Pero no la oye terminar la frase. La ve dirigir la mirada a la aserrada hoja del cuchillo que brilla en la mano de Steven.
—¿Me matarás, Steven?
—No tenemos tiempo. Ellos sólo quieren las gemas. Y nos dejarán tranquilos..
—¡Pero las gemas son parte de nosotras! ¡Esas gemas somos nosotras mismas! ¡Y sólo quedamos nosotras dos! ¿Entiendes? Yo... —La voz de Amatista para de gritar. Lo siguiente que Steven oye salir de sus labios es casi un tímido susurro—. ¿Quieres que te dejen en paz, verdad? Eso lo entiendo. Pero yo no...
—Sólo quiero una vida normal —dice Steven, viendo sobre la cabeza de Amatista a los hombres de traje que se aproximan—. Ya es tarde. Perdóname.
Da un paso adelante. Y puede ver que también lo hace ella. Entonces empieza el forcejeo.

4
—¡Esto es una masacre!
Los cuerpos de varios hombres de traje están regados por el piso del corredor. En el centro está la silla de ruedas, vacía. Y, a los pies, una rechoncha figura de metro y medio.
—¡Tiene toda la piel amoratada! ¿Y qué es eso? ¡Tiene un agujero enorme en el centro del pecho!
—¿Quién pudo hacer esto?
—Fue DeMayo. Es un demente. Pero no pudo haberlo hecho solo, ha debido de recibir ayuda.
—¡Señor, ésta está viva!
Todos los hombres de traje apuntan sus armas a la alargada figura que respira fatigosamente al otro lado del vidrio roto.

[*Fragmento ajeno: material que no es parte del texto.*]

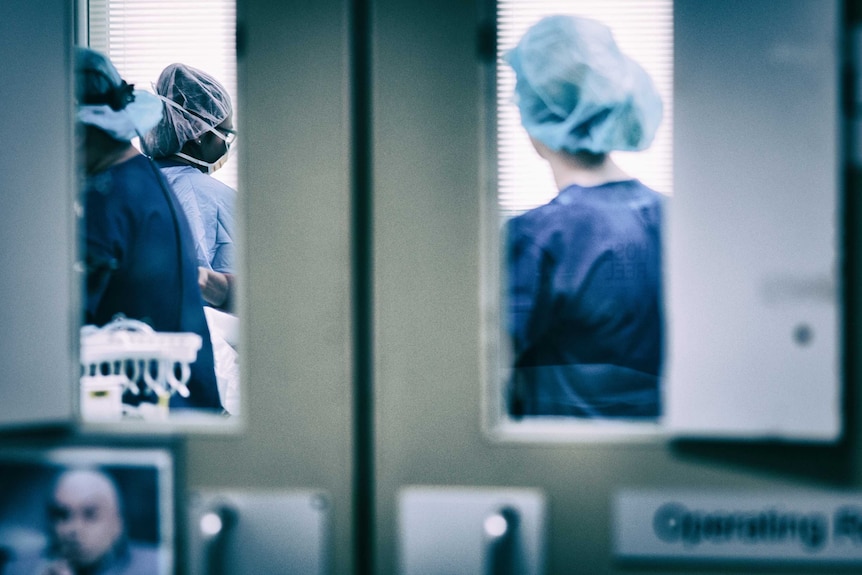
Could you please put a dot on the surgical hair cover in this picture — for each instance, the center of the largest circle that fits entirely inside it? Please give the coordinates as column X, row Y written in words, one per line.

—¡Atrás, puede ser peligrosa!
—¡Se está moviendo!
—¡No disparen!

5
Bajo el negro cielo sin estrellas, arrastrada por la corriente, la endeble embarcación surca las aguas a una velocidad vertiginosa. Sobre los tablones precariamente unidos, Steven, cubierto únicamente por la bata de hospital empapada, se aferra al ensangrentado cuchillo de hoja aserrada. Ve una vez más la hoja clavarse en la carne morada, hacer palanca, extraer la piedra. Pero sabe que no era su mano la que lo aferraba. Está seguro de que no lo era. No pudo ser su mano. Y sin embargo... No ha parado de llorar desde que abandonó ese horrible lugar y se precipitó al mar.
Puede ver la otra orilla. Reconoce el perfil de Ciudad Playa, su hogar. Casi puede tocarla.
Entonces, la corriente amaina. De improviso, como si alguien hubiese dejado de empujar las aguas, éstas se van aquietando progresivamente, hasta detenerse por completo. Flotando en medio de un océano imperturbable como un espejo, Steven puede divisar la tierra, oscura, en el horizonte. Y en la lisa superficie que lo separa de ella, la primera curva empinada de una aleta dorsal. Y luego otra. Y otra más.
Steven quiere llorar. Pero no puede. Ya no le sale una gota. Ni una gota de agua se mueve ya. Entonces se convence de que ella también ha muerto. Él está ahora solo en el mundo. Ha quedo solo en el universo. Mira hacia el cielo. Y vuelve a oír la voz. Pero ahora sabe que está únicamente en su cabeza:
—Nunca el universo me pareció tan obscuro como esta noche.